Posts Tagged ‘bicycles’
Just cause I’m excited about the creativity thing I posted, like, minutes ago, here’s another video that is cool because the process that the artist (/vandal) goes through to make his art (/vandalism) is cooler even to me than the final product (and the final product is cool: though it’s easy to call it vandalism, it’s also unquestionably a shameless act of urban improvement). I like the idea of a process being complicated and labor intensive in service to a seemingly simple outcome. Again, this is not a life philosophy, but a catalyst for my creativity.
for extra credit, identify the common theme between this and the previous post.
The title of this post is not a new philosophy. It is a quote from this fun little video featuring Todd Barricklow, a maker of impossible bikes. Combining several appealing ideas (bikes!), the minute-and-a-half video is here because I find it inspiring. I think I could use some encouragement in the area of creativity, and this video has just the right mixture of provocation and fun.
Taken on its own, this post might seem out of place, but I see this as the first in a series of posts on creativity catalysts, inspiring perspectives on people making new things in ways I had not considered. (It’s the first in the series because it’s the last in a long list of collected videos and other sources I’ve been collecting over the last couple years … stay tuned for more.)
I just got my favorite bike back. It hasn’t been gone or anything. But it has, for a year or so, had a motor mounted to it … which is another story, except to say that the motor was an awesome chinese two-stroke disaster that was anything but green. The motor is destined for another junker frame I saved from the dump, and this bike, my Two Wheeler, has been restored to it’s pure and simple, single-speed (=slow) glory.
Today I was thinking about how environmentally perfect my bike is, and how I’ve often bragged about it over the years, feeling superior to Prius drivers, etc, etc.
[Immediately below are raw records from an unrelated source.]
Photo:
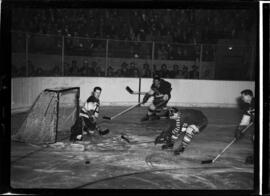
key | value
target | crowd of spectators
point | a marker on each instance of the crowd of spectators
(176, 33)
(166, 25)
(185, 26)
(94, 70)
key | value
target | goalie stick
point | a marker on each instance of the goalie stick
(234, 139)
(121, 113)
(134, 92)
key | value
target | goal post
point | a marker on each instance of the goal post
(51, 116)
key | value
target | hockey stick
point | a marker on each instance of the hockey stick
(134, 92)
(121, 113)
(234, 139)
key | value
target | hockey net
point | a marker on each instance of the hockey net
(50, 117)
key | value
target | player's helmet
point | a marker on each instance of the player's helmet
(172, 111)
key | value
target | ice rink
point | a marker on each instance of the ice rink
(110, 162)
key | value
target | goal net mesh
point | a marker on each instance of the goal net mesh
(50, 117)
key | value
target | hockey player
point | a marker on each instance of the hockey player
(161, 91)
(247, 118)
(87, 121)
(185, 123)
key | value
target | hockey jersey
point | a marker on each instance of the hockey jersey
(164, 88)
(188, 117)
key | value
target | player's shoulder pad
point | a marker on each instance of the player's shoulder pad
(92, 99)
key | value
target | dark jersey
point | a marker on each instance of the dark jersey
(93, 99)
(189, 117)
(249, 109)
(164, 88)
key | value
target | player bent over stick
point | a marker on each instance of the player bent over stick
(161, 90)
(87, 121)
(186, 123)
(247, 118)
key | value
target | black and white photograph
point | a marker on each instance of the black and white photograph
(156, 97)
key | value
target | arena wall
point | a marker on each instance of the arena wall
(188, 93)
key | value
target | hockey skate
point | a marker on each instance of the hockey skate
(145, 118)
(249, 160)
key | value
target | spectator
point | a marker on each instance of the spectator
(124, 72)
(164, 72)
(133, 71)
(73, 70)
(31, 69)
(91, 71)
(55, 71)
(194, 73)
(155, 71)
(110, 72)
(99, 72)
(175, 71)
(185, 72)
(146, 72)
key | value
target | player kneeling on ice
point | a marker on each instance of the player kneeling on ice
(161, 91)
(247, 118)
(185, 123)
(87, 121)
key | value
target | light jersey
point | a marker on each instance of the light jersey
(164, 88)
(186, 118)
(90, 108)
(248, 114)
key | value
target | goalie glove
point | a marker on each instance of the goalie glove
(238, 132)
(145, 98)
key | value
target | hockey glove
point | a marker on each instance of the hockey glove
(145, 98)
(159, 140)
(238, 132)
(178, 151)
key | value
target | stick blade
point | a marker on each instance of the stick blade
(106, 117)
(104, 132)
(129, 90)
(206, 161)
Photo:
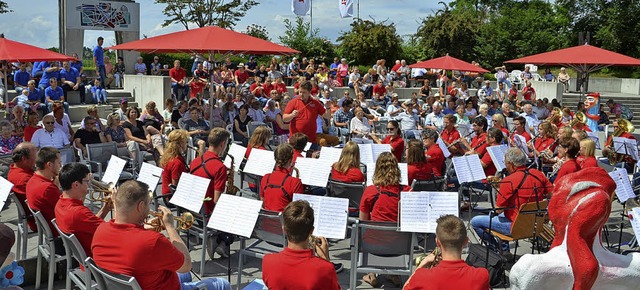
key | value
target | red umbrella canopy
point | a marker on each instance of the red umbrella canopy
(448, 63)
(579, 55)
(205, 40)
(14, 51)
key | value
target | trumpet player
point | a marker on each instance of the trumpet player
(451, 272)
(124, 246)
(72, 216)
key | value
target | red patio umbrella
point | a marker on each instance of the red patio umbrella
(448, 63)
(210, 39)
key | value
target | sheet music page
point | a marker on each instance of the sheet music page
(595, 138)
(237, 151)
(330, 215)
(314, 172)
(404, 173)
(444, 148)
(414, 212)
(236, 215)
(150, 175)
(5, 189)
(190, 192)
(260, 162)
(624, 190)
(376, 150)
(366, 153)
(497, 155)
(331, 154)
(634, 218)
(114, 168)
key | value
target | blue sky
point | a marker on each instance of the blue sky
(36, 21)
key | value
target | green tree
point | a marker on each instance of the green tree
(257, 31)
(205, 12)
(299, 36)
(368, 41)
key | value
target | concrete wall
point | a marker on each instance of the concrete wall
(145, 88)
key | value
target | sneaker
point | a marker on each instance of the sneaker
(338, 267)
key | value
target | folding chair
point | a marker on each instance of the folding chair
(82, 279)
(270, 238)
(379, 248)
(110, 281)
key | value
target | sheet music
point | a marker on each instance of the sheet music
(260, 162)
(314, 172)
(468, 168)
(419, 211)
(150, 175)
(624, 190)
(5, 189)
(330, 215)
(331, 154)
(404, 173)
(114, 168)
(190, 192)
(444, 148)
(634, 218)
(497, 155)
(236, 215)
(366, 153)
(237, 151)
(595, 138)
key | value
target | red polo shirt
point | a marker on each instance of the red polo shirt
(172, 170)
(569, 166)
(354, 174)
(435, 157)
(449, 275)
(274, 193)
(419, 171)
(305, 121)
(386, 207)
(218, 171)
(131, 250)
(514, 192)
(298, 269)
(42, 195)
(75, 218)
(397, 146)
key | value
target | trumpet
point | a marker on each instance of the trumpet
(185, 221)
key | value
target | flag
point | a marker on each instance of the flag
(346, 8)
(300, 7)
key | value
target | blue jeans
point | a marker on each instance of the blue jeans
(499, 223)
(211, 283)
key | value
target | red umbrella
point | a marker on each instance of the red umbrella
(210, 39)
(448, 63)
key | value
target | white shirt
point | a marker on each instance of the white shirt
(56, 138)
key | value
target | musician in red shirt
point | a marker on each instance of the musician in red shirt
(434, 154)
(124, 246)
(72, 216)
(296, 267)
(303, 112)
(347, 169)
(451, 272)
(20, 172)
(522, 185)
(277, 188)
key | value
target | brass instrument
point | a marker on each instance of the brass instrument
(624, 125)
(185, 221)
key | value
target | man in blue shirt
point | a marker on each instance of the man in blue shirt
(71, 80)
(98, 60)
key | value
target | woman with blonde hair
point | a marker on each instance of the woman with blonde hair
(347, 169)
(172, 161)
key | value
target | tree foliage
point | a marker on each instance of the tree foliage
(205, 12)
(368, 41)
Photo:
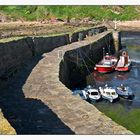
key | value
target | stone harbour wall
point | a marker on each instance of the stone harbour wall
(80, 62)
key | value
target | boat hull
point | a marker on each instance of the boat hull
(104, 69)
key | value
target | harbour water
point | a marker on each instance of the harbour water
(124, 112)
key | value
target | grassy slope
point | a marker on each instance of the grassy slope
(95, 12)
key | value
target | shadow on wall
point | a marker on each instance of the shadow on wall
(78, 63)
(27, 115)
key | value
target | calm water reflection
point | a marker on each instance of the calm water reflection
(124, 112)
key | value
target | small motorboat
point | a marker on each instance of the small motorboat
(124, 63)
(89, 93)
(125, 92)
(107, 64)
(92, 93)
(108, 93)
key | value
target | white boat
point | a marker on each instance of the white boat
(92, 94)
(108, 93)
(124, 63)
(125, 92)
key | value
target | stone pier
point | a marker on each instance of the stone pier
(41, 104)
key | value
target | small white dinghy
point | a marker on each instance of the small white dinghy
(92, 94)
(125, 92)
(108, 93)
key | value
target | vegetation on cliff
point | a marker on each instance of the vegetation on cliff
(32, 13)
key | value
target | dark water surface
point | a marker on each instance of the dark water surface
(124, 112)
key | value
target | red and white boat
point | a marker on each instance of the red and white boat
(124, 62)
(107, 64)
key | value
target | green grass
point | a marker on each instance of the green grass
(46, 12)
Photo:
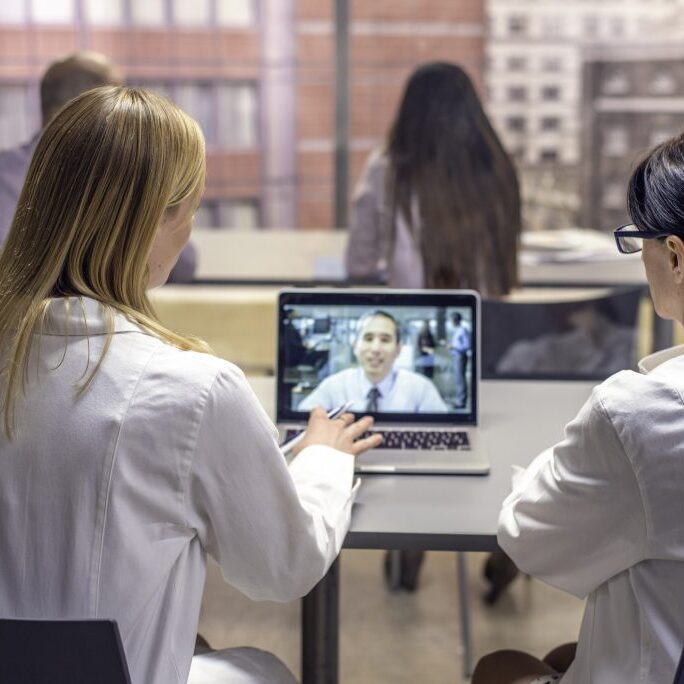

But I realized today, as I was pedaling around town, enjoying my resurrected roller, that I don’t ride bikes because they are green. At least, that was never a reason for me to start, nor was it why I fell in love with bikes. I ride bikes because bike riding is fun. Sure, I love that my fuel is yummy food, not stinky petroleum. I love that I don’t create greenhouse gasses and I love that I don’t make noise and air pollution. But I really just love riding bikes: that’s mainly why I started, and that’s mainly why I don’t give it up.
I love the freedom of it. I love the wind, the lack of traffic, the simplicity of the machine. I love that I can build and fix bikes with my kids. I love that I am not limited to streets, but can ride in a field, along a trail, and even the wrong way on a one-way street (carefully). I love weaving gently back and forth when the sun is shining and I’m wearing flip-flops and just rolling along without really pedaling at all. Riding is freedom to me. But more to the point, riding bikes makes me feel like a child.
I can admit that I don’t ride my bike because it’s green. I’m so glad that it is, really, but that’s not why I love it.
As I was having this moment of honest self-evaluation, I wondered how many other childlike, innocent pleasures there are that are naturally good for the environment? To put the question another way, when do we become old enough that our tools and toys become as much a danger to our environment as they are a solution to our problems?